RBC Borealis is hiring a Lead Site Reliability Engineer responsible for the availability, reliability, scalability, and performance of our critical applications. You will balance hands-on production support with proactive initiatives focused on automation and observability.
What You'll Do
- Perform application production support, including off-hours coverage.
- Develop SRE solutions like monitoring, alerting, anomaly detection, self-healing, and reliability testing.
- Monitor availability and system health for the production environment.
- Build software and systems to manage infrastructure and applications, improving reliability and time-to-market.
- Assist in incident and problem management.
- Maintain technology currency and automate repetitive tasks.
- Ensure application availability meets service level objectives.
- Ensure compliance and maintain segregation of duties for systems in scope.
- Implement comprehensive monitoring, alerting, and self-healing capabilities.
- Detect, diagnose, and resolve incidents; analyze problems; and manage required changes.
- Implement service level indicators and objectives for mission-critical applications.
- Ensure compliance with regulatory and security requirements.
- Stay current with emerging technologies to drive innovation and efficiency.
What We're Looking For
- 3+ years of experience in Application Support, Software Development (SDLC), and Operations.
- Strong proficiency in at least two programming languages such as Java, Python, .NET, SQL.
- Understanding of resilient IT solutions and enhancing reliability through automation.
- Experience across varied environments: Linux, Windows, Databases, Cloud, distributed/mainframe, and APIs.
- Hands-on experience with DevOps/SRE tools like Ansible, Dynatrace, Moogsoft, PagerDuty, ServiceNow, Elastic Stack, Jenkins, and others.
- Excellent communication, analytical, and problem-solving skills for complex incidents.
- Effective negotiation and stakeholder management skills.
Nice to Have
- Prior SRE experience in the financial services industry.
- Knowledge of Digital Identity Access Management, Internet/Mobile Banking Platforms, Microservices, Data Services, Test Automation, or Corporate applications.
Technical Stack
- Languages & Data: Java, Python, .NET, SQL, Databases
- Platforms: Linux, Windows, Cloud
- Tools: Ansible, Dynatrace, Moogsoft, PagerDuty, ServiceNow, Elastic, Logstash, Kibana, Logic Monitor, Jenkins, Cucumber, CA Work Automation, Power BI, ETL tools
Benefits & Compensation
- A comprehensive Total Rewards Program including competitive compensation, bonuses, and flexible benefits.

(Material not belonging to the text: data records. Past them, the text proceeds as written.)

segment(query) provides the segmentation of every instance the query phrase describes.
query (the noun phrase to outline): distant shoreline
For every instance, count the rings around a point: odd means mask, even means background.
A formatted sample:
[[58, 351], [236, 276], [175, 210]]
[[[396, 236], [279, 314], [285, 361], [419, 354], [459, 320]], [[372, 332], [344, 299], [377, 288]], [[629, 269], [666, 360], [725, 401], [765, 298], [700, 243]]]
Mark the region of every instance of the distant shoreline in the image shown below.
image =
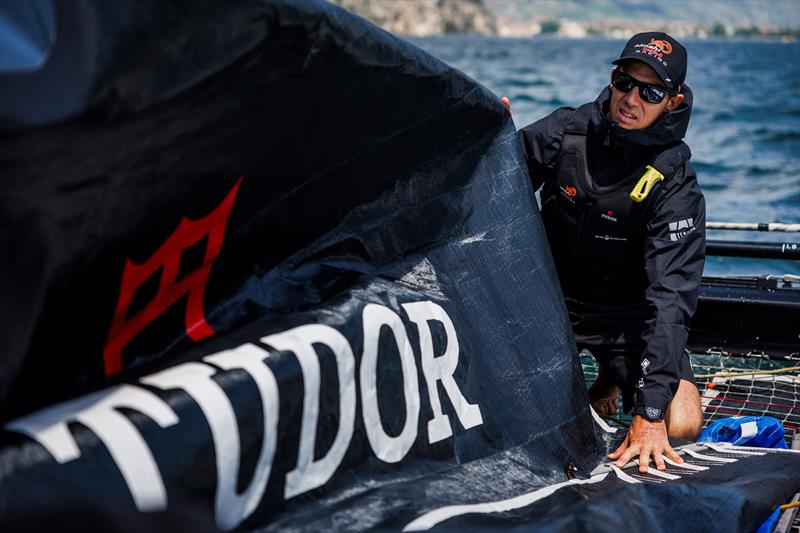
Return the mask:
[[[509, 40], [509, 41], [524, 41], [524, 40], [552, 40], [552, 41], [625, 41], [627, 37], [618, 37], [616, 35], [586, 35], [584, 37], [573, 37], [568, 35], [558, 35], [553, 33], [539, 33], [529, 36], [506, 36], [506, 35], [484, 35], [480, 33], [442, 33], [438, 35], [404, 35], [396, 33], [398, 37], [404, 39], [458, 39], [458, 38], [475, 38], [475, 39], [494, 39], [494, 40]], [[703, 41], [703, 42], [777, 42], [783, 44], [792, 44], [800, 41], [800, 36], [781, 36], [781, 35], [753, 35], [743, 36], [737, 35], [733, 37], [724, 37], [714, 35], [710, 37], [702, 37], [698, 35], [687, 35], [681, 37], [682, 41]]]

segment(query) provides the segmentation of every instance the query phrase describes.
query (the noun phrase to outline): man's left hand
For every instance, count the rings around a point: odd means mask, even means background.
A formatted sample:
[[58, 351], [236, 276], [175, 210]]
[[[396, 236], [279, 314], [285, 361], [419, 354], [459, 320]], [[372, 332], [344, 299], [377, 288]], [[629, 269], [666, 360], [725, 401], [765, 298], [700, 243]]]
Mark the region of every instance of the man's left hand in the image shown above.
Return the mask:
[[664, 464], [664, 455], [676, 463], [683, 463], [683, 459], [669, 445], [666, 423], [663, 420], [651, 422], [638, 415], [633, 417], [625, 440], [608, 458], [615, 460], [616, 465], [622, 468], [637, 455], [639, 456], [639, 472], [642, 474], [647, 473], [647, 465], [650, 463], [651, 457], [659, 470], [667, 468]]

- Continued opportunities for career advancement.
- World-class training, coaching, and development opportunities.
- Support from a dynamic, collaborative, and high performing team.

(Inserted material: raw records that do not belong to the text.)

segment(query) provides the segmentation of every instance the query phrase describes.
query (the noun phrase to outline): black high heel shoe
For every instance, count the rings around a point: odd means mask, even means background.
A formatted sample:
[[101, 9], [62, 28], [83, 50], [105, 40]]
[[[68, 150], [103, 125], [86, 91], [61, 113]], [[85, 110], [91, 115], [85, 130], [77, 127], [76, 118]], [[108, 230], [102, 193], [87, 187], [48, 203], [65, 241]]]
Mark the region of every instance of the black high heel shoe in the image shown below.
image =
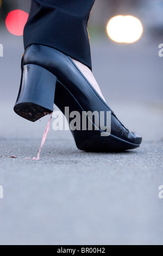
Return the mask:
[[[35, 121], [53, 110], [54, 103], [65, 114], [101, 112], [106, 124], [106, 113], [111, 114], [111, 132], [97, 129], [95, 119], [87, 116], [92, 129], [71, 130], [77, 147], [91, 151], [117, 151], [140, 147], [142, 137], [130, 132], [117, 119], [113, 111], [90, 84], [68, 56], [48, 46], [31, 45], [22, 61], [22, 76], [15, 112], [21, 117]], [[70, 119], [71, 120], [71, 119]], [[81, 119], [81, 127], [82, 118]], [[109, 130], [109, 129], [108, 129]]]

- Opportunity to achieve significant success and grow your career with RBC.
Work Mode
This role is onsite in Toronto, Canada.
At RBC, we are guided by shared values of Client First, Integrity, Collaboration, Respect and Excellence. We believe an inclusive, diverse workplace is core to our growth and are committed to maintaining a respectful environment where all employees can perform at their best, collaborate effectively, and drive innovation.